Es gibt auch zunehmend Soldaten, die sich dem Krieg entziehen und die nicht mitmachen wollen bei einem völkerrechtswidrigen Krieg. Aber in Deutschland erhalten sie nicht immer Asyl.

Je weniger Soldaten an der Front, desto besser. Es ist ein großer Fehler, dass die Menschen kein Asyl erhalten.

Welche Botschaft möchtest du noch an die Menschen senden?

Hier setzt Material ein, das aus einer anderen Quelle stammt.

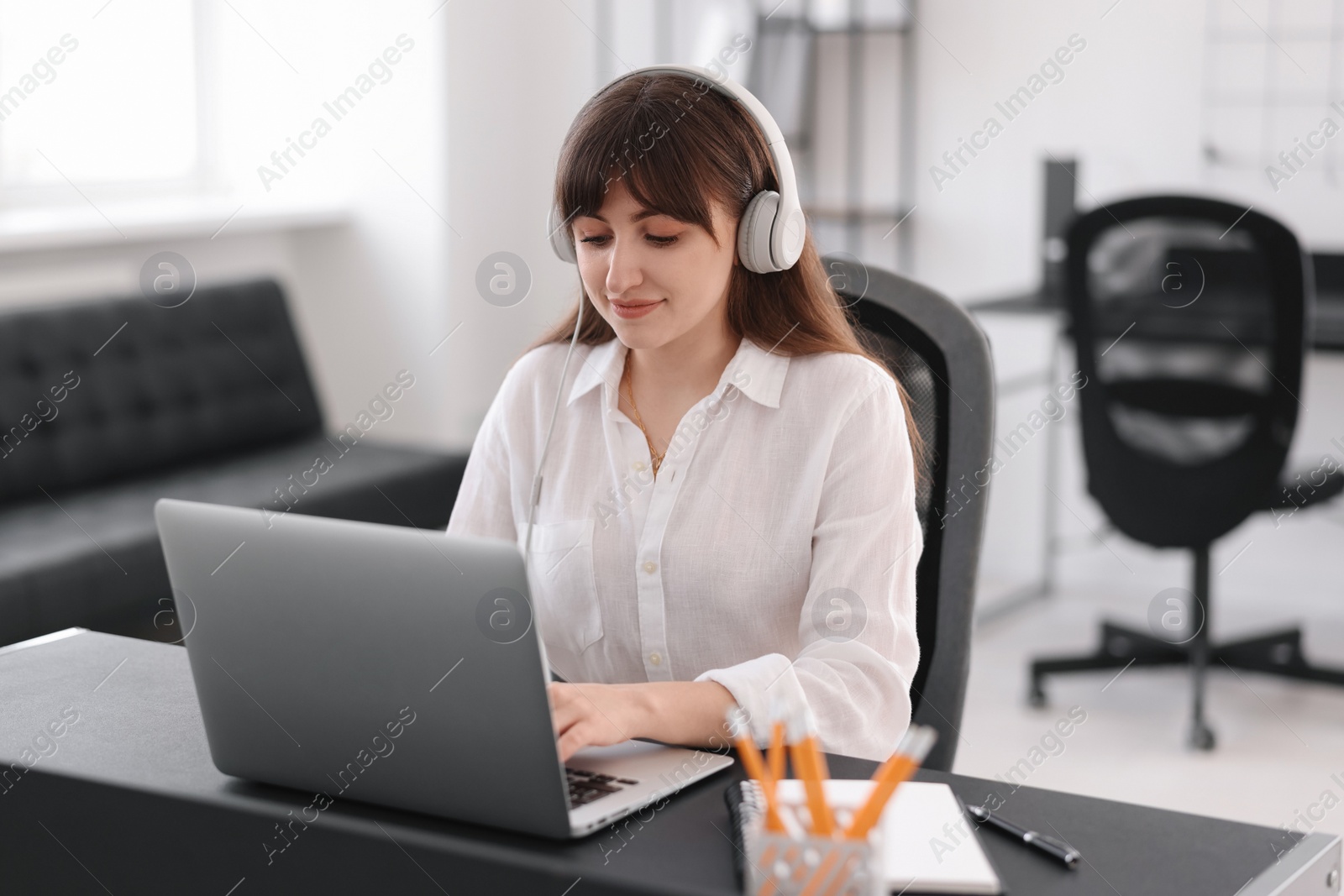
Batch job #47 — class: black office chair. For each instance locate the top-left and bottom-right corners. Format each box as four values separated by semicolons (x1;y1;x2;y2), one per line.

Als Künstlerin beschäftige ich mich immer mit aktuellen Themen und da ich mich jetzt in Deutschland befinde, interessieren mich auch die Themen, die hier stattfinden. Für mich als Mensch, der von außerhalb kommt, ist das Land wirklich ein sehr interessantes Feld, weil hier so unterschiedliche Menschen aus der ganzen Welt her kommen, mit sehr unterschiedlichen Hintergründen, Kulturen und Religionen, die alle gleichzeitig mitwirken.

Ich möchte daher über mein Projekt sprechen: Ich freue ich mich sehr, beim Berufsverband der Bildenden Künstlerinnen und Künstler meine Performance mit Hörgeräten und Ohren zu zeigen, die sich darum dreht, wie das »Miteinander« funktionieren kann, wie unterschiedliche Menschen mit unterschiedlichen Verständnissen an einem Platz zusammenleben können.

(Die Interviews wurden von Günter Burkhardt geführt)

Die Ausstellung läuft vom 8. – 23. Dezember und wird am Freitag, 8. Dezember um 18 Uhr in der Hanauer Landstr. 89 in Frankfurt am Main eröffnet.